A może oni staną się naszymi naprawdę najbliższymi osobami?
Jedno jest pewne, pozory potrafią mylić.`
ROZDZIAŁ I
BELLA POV
- RANEK. 1 WRZEŚNIEŃ. -
- KU!RWA! – wstałam ledwo co , bo oczywiście musiałam rąbnąć rogiem półki o głowę.
- BILLY ! – krzyknęłam, ten przyszedł jak na podskokach i pytał co się stało .
Skąd wiedział że coś się stało? Siedział całą noc pod drzwiami? Nie to nie ten typ. Ah, no tak Bells, trzymasz rękę na głowie.
- Słuchaj, to już 3 raz gdzie ta połka robi mi na złość i w nocy wyrasta z szafy! Dziwne że jakoś o innej porze nie może na mnie trafić, hę? – mówiłam jak jakaś katarynka normalnie, byłam strasznie nabuzowana. Miałam ochotę pizdnąć tą szafkę gołymi rękoma.
- Bells, krew ci nie leci nic Ci nie jest, żyjesz. Półkę zdemontuję późnie (jak zawsze) A ty zacznij się szykować bo dziś pierwszy dzień w nowej szkole. – mówił jak najęty, straszniej był podekscytowany gdy mówiło się o szkole. Może chciał mnie osiedlić na dłużej? Haha bardzo śmieszne, ale ja z tą półką i atmosferą w domu nie wytrzymam roku więcej.

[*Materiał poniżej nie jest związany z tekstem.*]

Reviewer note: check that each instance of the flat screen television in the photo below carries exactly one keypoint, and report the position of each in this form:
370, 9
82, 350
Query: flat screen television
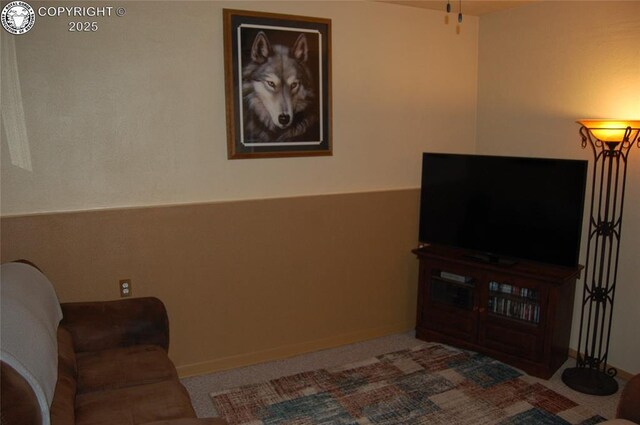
501, 209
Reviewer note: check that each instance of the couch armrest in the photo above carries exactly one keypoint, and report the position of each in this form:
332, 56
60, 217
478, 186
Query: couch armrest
629, 404
109, 324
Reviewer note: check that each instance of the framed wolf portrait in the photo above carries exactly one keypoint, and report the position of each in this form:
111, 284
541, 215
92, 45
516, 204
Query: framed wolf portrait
277, 84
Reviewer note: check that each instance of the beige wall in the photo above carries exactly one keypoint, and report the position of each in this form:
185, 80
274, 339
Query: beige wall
243, 281
134, 114
256, 259
542, 67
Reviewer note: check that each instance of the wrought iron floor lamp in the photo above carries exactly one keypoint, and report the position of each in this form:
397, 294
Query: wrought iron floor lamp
611, 142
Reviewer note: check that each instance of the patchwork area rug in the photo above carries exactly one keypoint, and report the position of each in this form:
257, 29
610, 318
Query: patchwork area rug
433, 385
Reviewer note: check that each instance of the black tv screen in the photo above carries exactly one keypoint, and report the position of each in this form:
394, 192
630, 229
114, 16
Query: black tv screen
511, 207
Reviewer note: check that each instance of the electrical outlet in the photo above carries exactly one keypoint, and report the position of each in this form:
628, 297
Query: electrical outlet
125, 288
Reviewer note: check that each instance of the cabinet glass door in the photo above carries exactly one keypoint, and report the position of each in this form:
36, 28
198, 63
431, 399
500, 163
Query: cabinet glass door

Wstałam w końcu z tego łóżka, opornie ale wstałam. Zaczęłam się ubierać, myć itd. Malować jak zawsze mi się nie chciało. Nie jestem wytapetowaną pindą z róshofymi tipsami, o nie nie. Lampucerą NIGDY nie będę. Tak Bells, nigdy nie mów nigdy.
-30 MINUT PÓŹNIEJ –
Po opornym przeglądaniu się lustrze i wynajdywaniu swoich kompleksów (na nie byłam cholernie wyczulona) zeszłam spokojnie po schodach. Wparowałam do kuchni i co ujrzałam? No piękną obstawę kuchenną , nawet z kwiatuszkiem na środeczku tego drewna. Billy umie zaskakiwać. A tak w ogóle Billy to mój tata – komendant policji, wieczny kawaler jak to on mówi. Od kiedy rozwiódł się z moją mamą, zamieszkał w tej dziurze zwaną miasteczkiem Forks. Codziennie leje i jest szaro. Nie to co w domu, z ogródkiem i z moją mamą i .. ojczymem – wulkanem seksu mojej mamy. Pieprzony skurwysyn! Zachciało mu się podróży poślubnej, ale takiej na cały pieprzony rok! No i tak to się stało że wylądowałam u taty.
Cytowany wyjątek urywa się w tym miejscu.